INTRODUCTION:
FOISONNEMENT DES PRATIQUES, PLURALITÉ D'ACTEURS
ET GENESE D'UN QUESTIONNEMENT
Le projet1 urbain fut adopté suite à
l'échec de l'urbanisme déterministe, celui du plan, afin que
l'urbanisme incarne de nouveau sa raison d'être comme <<discipline
opérationnelle » d'analyse et de transformation de l'espace urbain,
et qu'en aucun cas avoir la maîtrise comme fin en soi. En effet,
l'urbanisme de part sa définition, est une science, art ou technique de
l'organisation spatiale des établissements humains [F.Choay : 2005 :
911]. Il se définit aussi comme pratique renouvelée sans cesse,
visant la découverte des lois dont le fonctionnement spontanée
était jusqu'alors demeuré caché, et à les appliquer
délibérément dans la conception et l'organisation de
l'espace [idem : 912]. Autrement dit, l'urbanisme est la pratique qui se
reconnait par la théorie qui découle de son action. De ce fait,
le projet urbain constitue une sorte de cristallisation ou d'une
maturité de plus de cent ans d'exercice. De part sa
légitimité2, il fût rapidement adopté par
une pluralité d'acteurs, pouvoirs publics, urbanistes provenant de
toutes <<disciplines confondues », et même l'habitant qui, par
l'avènement de projet urbain comme une nouvelle manière de faire
l'urbain, a pu s'approprier le rôle << d'acteur » au lieu de
simple << usager ».
Nos diverses lectures sur la question du projet urbain nous
ont permis de cerner les différentes pistes de recherche, qui sont en
vogue aujourd'hui, dans deux grands répertoires : (i) L'approche typo
morphologique : qui tient à déceler les processus de la
morphogenèse de la forme urbaine. Elle fût Prônée par
l'école italienne d'après-guerre comme critique au courant
moderniste, avec Saverio Muratori et ses disciples Aldo Rossi, Carlo Aymonino,
Vittorio Gregotti. Elle a connu et connait une adoption internationale, en
France, avec Ph.Panerai et D. Mangin et dans les pays du Maghreb.
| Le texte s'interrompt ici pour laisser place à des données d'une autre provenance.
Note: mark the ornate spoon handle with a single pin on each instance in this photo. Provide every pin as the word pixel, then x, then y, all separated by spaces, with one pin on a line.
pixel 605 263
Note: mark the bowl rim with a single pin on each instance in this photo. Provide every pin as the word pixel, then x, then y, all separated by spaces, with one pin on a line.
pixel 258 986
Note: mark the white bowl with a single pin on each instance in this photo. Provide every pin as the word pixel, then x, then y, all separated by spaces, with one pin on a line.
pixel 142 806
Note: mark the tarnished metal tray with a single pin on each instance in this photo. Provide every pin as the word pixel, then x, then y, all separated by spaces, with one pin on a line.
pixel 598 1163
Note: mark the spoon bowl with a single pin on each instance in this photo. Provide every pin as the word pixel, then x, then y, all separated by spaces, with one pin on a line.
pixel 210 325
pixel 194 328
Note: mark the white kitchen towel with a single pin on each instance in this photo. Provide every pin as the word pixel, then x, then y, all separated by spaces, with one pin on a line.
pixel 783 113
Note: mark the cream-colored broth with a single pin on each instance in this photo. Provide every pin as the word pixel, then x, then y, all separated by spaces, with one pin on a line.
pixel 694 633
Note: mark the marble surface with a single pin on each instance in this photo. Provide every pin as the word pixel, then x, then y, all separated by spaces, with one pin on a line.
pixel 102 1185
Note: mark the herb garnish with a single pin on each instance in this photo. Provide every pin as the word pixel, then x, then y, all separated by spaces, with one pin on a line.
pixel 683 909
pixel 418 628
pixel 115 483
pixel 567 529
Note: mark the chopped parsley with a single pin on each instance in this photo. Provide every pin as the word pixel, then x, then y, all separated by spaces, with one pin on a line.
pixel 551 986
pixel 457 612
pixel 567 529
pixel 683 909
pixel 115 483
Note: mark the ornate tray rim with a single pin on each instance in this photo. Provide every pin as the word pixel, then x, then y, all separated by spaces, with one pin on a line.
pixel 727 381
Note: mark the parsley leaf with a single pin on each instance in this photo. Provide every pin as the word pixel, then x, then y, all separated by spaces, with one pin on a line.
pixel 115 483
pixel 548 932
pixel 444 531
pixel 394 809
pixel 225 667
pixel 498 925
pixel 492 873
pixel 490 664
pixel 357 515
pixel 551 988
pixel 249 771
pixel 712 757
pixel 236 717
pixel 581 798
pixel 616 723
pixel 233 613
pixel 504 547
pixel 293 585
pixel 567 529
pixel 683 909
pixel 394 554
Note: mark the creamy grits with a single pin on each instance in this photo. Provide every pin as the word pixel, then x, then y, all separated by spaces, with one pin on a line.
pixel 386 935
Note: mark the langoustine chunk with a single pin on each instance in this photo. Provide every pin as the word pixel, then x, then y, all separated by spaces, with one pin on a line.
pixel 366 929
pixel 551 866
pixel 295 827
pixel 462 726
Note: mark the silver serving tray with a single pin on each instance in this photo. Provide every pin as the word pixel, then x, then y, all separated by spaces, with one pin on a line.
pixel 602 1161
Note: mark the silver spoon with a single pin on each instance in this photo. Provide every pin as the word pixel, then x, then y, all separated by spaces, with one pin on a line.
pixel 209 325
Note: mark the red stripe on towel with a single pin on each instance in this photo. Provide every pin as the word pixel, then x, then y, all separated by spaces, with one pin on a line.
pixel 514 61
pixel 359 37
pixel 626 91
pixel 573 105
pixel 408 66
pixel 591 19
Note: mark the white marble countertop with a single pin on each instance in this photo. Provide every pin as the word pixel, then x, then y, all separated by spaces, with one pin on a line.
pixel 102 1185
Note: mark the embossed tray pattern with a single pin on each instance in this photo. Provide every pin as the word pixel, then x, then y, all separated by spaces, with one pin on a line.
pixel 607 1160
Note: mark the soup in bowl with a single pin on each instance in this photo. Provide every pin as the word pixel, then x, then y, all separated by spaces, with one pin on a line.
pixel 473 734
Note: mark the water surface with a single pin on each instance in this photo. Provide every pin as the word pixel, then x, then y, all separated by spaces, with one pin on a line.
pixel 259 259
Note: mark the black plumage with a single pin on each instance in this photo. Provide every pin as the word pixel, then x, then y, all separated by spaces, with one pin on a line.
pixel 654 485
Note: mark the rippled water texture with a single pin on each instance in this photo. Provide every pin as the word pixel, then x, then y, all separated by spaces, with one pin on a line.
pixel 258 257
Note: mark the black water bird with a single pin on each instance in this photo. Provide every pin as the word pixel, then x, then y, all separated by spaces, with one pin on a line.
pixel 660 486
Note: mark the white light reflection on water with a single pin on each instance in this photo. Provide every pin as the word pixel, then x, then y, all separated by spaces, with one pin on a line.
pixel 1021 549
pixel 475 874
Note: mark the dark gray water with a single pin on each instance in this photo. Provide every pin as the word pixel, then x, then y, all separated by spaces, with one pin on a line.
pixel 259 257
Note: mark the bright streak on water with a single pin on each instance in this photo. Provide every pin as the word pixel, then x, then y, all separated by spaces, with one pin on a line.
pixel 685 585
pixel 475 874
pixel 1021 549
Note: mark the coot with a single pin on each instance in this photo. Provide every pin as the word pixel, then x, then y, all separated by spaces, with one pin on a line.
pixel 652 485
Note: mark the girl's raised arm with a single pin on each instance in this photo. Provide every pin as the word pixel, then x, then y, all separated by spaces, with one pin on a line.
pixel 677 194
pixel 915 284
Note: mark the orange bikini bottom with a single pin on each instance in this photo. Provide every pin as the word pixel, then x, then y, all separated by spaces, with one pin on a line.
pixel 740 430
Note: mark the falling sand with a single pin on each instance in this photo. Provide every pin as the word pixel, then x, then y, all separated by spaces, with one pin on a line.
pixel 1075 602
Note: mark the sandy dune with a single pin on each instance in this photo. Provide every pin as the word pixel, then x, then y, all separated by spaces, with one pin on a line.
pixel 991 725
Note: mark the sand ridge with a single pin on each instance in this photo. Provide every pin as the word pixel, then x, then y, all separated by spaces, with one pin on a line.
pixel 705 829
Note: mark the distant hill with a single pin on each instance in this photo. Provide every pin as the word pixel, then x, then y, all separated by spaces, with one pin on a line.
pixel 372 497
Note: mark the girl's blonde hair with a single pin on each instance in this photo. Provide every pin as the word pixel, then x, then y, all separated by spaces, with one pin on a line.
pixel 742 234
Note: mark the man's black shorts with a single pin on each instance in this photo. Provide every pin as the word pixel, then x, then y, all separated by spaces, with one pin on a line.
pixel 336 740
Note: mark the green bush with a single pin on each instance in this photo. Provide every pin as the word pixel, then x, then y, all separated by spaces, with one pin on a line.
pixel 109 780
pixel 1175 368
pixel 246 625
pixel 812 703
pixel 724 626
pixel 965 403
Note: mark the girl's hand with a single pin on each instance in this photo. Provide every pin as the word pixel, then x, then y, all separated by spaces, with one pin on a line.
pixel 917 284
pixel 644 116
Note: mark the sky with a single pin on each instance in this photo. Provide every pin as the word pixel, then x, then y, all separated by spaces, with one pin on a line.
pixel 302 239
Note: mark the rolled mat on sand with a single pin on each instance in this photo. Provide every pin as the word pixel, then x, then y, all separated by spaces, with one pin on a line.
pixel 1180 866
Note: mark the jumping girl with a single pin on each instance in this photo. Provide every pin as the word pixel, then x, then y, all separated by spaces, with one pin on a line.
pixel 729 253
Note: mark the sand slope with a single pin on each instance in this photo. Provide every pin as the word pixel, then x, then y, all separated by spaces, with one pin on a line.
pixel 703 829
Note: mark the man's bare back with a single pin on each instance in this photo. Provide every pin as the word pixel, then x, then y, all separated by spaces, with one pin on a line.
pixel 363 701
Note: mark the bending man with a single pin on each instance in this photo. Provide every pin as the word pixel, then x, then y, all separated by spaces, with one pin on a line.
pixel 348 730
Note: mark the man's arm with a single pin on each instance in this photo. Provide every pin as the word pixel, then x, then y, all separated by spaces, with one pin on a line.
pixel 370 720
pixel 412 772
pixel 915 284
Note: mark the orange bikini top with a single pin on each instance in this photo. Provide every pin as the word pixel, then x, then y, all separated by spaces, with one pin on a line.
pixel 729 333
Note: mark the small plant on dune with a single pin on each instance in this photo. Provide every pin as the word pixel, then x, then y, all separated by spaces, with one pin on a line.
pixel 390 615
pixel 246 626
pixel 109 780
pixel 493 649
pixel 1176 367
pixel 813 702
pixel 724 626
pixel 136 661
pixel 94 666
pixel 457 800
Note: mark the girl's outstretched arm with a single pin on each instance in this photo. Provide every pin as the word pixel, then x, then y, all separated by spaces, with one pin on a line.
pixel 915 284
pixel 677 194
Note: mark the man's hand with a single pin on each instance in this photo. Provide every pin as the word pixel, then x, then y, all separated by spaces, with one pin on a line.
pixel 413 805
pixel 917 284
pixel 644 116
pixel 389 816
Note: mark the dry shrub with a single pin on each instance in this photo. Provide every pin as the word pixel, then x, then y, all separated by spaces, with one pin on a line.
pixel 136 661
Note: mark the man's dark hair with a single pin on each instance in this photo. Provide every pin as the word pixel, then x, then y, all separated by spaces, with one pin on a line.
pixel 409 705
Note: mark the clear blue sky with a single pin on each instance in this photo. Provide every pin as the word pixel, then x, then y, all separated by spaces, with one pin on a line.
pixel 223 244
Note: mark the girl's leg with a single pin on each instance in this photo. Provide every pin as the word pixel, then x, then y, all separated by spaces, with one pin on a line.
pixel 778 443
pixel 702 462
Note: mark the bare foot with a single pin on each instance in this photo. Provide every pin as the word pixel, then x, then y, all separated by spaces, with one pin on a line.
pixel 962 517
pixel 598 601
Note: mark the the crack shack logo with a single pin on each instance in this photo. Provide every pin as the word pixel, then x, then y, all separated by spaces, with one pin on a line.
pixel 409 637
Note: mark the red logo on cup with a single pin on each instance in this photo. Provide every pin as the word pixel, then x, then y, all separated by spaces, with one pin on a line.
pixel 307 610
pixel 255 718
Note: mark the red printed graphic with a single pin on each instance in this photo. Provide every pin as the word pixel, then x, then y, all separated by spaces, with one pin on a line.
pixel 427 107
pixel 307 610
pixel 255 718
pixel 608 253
1 << Le projet, son étymologie, renvoie
à un vieux mot français qui, à travers le « pourject
», désigne un travail d'architecte : la construction du balcon, cet
élément lancé avec audace au dessus du vide, son extension
de sens indique que dans l'activité productive de l'homme, bien d'autres
dispositifs peuvent être envisagés, formulés comme
virtualités potentiellement réalisables » [D.pinson :
2000 : 79].
2 Dés la fin de XVII siècle, le mot design
(dessein) en anglais fût remplacé pour un moment par le mot
project dérivé du vieux français pour
décrire les nouvelles réformes socio-économiques à
l'oeuvre. Dés lors, le projet prend une nouvelle tournure et se trouve,
désormais, lié à des notions pour le moins attractifs :
innovation, création, identité et développement.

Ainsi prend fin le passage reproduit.